Longhorn will leave the failed backups behind and will not delete the backups automatically either until the backup target is removed. Failed backup cleanup will be occurred when making a backup to remote backup target failed. This LEP will trigger the deletion of failed backups automatically.
### Related Issues
[[IMPROVEMENT] Support failed/obsolete orphaned backup cleanup](https://github.com/longhorn/longhorn/issues/3898)
- Support the global auto-deletion option of failed backups cleanup for users.
- The process should not be stuck in the reconciliation of the controllers.
### Non-goals [optional]
- Clean up unknown files or directories on the remote backup target.
## Proposal
1. The `backup_volume_controller` will be responsible for deleting Backup CR when there is a backup which state is in `Error` or `Unknown`.
The reconciliation procedure of the `backup_volume_controller` gets the latest failed backups from the datastore and delete the failed backups.
```text
queue ┌───────────────┐
┌┐ ┌┐ ┌┐ │ │
... ││ ││ ││ ──────► │ syncHandler() |
└┘ └┘ └┘ │ │
└───────┬───────┘
│
┌──────────▼───────────┐
│ │
│ reconcile() |
│ │
└──────────┬───────────┘
│
┌──────────▼───────────┐
│ │
│ get failed backups │
│ |
| then delete them │
│ │
└──────────────────────┘
```
### User Stories
When a user or recurring job tries to make a backup and store it in the remote backup target, many situations will cause the backup procedure failed. In some cases, there will be some failed backups still staying in the Longhorn system and this kind of backups are not handled by the Longhorn system until user removes the backup target. Or users can manage the failed backups via Longhorn GUI or command line tools manually.

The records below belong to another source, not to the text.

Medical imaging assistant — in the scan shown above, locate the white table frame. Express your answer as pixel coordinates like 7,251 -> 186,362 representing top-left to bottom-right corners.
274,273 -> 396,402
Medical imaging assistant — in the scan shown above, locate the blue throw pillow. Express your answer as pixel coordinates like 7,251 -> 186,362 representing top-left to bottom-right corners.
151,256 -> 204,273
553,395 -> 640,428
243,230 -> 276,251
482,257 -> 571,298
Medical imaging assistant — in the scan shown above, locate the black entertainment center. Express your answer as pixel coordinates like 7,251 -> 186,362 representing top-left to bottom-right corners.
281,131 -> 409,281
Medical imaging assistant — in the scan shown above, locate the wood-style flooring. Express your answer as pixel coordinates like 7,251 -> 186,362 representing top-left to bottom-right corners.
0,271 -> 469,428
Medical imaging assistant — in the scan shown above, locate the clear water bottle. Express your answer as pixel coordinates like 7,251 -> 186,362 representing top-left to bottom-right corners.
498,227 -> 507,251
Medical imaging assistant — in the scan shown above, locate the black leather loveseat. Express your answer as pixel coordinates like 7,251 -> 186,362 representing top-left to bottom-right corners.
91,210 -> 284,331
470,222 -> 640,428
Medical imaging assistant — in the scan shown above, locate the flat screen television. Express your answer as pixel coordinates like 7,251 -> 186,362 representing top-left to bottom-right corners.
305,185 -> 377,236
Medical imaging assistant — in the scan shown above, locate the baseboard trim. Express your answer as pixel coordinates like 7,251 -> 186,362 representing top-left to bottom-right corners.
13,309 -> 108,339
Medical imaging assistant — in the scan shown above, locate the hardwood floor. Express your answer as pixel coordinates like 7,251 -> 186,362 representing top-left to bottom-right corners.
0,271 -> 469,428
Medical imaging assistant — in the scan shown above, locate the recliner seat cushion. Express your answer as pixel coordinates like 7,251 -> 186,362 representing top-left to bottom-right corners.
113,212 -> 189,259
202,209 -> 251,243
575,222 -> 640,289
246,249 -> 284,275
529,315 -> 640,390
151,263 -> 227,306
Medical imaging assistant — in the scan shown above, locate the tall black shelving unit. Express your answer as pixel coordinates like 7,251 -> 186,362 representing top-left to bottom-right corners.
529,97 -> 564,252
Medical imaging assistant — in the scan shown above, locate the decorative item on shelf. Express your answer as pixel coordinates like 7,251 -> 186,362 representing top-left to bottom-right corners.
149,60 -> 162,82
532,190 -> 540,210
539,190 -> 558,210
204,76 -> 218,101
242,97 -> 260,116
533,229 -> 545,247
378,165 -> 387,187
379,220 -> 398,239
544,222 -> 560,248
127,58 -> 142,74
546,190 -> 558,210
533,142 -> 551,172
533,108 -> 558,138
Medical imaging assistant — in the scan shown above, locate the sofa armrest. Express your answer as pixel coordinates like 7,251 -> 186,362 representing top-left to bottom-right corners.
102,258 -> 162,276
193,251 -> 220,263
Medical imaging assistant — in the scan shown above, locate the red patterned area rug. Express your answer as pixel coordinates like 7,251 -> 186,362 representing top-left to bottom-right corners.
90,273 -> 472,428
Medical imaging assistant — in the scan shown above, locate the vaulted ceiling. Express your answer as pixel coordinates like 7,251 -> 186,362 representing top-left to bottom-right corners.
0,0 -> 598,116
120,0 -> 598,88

After the enhancement, Longhorn can delete the failed backups automatically after enabling auto-deletion.
### User Experience In Detail
- Via Longhorn GUI
- Users can be aware of that backup was failed if auto-deletion is disabled.
- Users can check the event log to understand why the backup failed and deleted.

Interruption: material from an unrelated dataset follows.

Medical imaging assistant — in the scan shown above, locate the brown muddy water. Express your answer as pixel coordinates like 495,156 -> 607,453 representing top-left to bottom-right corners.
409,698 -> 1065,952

-`backups` CRs with `Error` or `Unknown` state will be removed by `backup_volume_controller` triggered by backupstore polling when the `backup_monitor` detects the backup failed.
-`backups` CRs with `Error` or `Unknown` state will not be handled if the auto-deletion is disabled.

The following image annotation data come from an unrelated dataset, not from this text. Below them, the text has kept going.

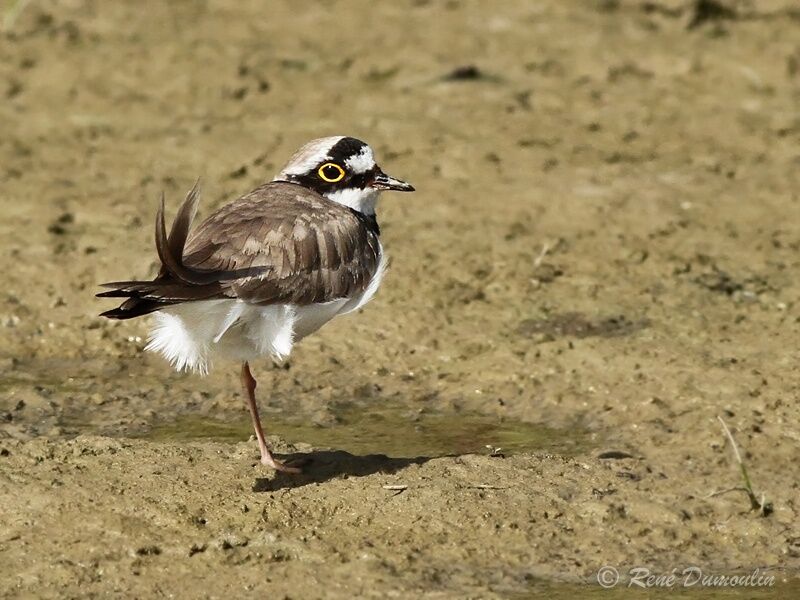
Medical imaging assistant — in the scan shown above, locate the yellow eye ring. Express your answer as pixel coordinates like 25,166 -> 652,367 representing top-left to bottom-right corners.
317,163 -> 344,183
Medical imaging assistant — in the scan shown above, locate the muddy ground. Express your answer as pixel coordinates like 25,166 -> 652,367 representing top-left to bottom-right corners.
0,0 -> 800,598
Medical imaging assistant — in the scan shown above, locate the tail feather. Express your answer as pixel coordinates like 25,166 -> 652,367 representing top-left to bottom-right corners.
97,182 -> 225,319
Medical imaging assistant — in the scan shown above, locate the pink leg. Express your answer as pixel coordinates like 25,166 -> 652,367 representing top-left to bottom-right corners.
242,361 -> 301,473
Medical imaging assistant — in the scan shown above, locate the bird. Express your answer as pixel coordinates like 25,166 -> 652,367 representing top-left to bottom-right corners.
97,136 -> 414,473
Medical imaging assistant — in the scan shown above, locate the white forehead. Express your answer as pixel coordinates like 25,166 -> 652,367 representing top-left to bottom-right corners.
276,135 -> 375,179
344,146 -> 375,173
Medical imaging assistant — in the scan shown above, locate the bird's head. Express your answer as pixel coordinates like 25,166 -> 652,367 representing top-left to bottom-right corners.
274,136 -> 414,215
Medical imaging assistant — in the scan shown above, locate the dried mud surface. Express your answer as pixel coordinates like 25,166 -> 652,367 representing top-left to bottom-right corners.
0,0 -> 800,598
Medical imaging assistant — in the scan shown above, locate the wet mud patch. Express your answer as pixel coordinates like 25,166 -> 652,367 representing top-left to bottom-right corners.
140,403 -> 589,458
517,312 -> 650,341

1. We already have the backup CR to handle the backup resources and failed backup is not like orphaned replica which is not owned by any volume at the beginning.
2. Cascading deletion of orphaned CR and backup CR would be more complicated than we just handle the failed backups immediately when backup procedure failed. Both in this LEP or orphan framework we would delete the failed backups by `backup_volume_controller`.
3. Listing orphaned backups and failed backups on both two UI pages `Orphaned Data` and `Backup` might be a bit confusing for users. Deleting items manually on either of two pages would be involved in what it mentioned at statement 2.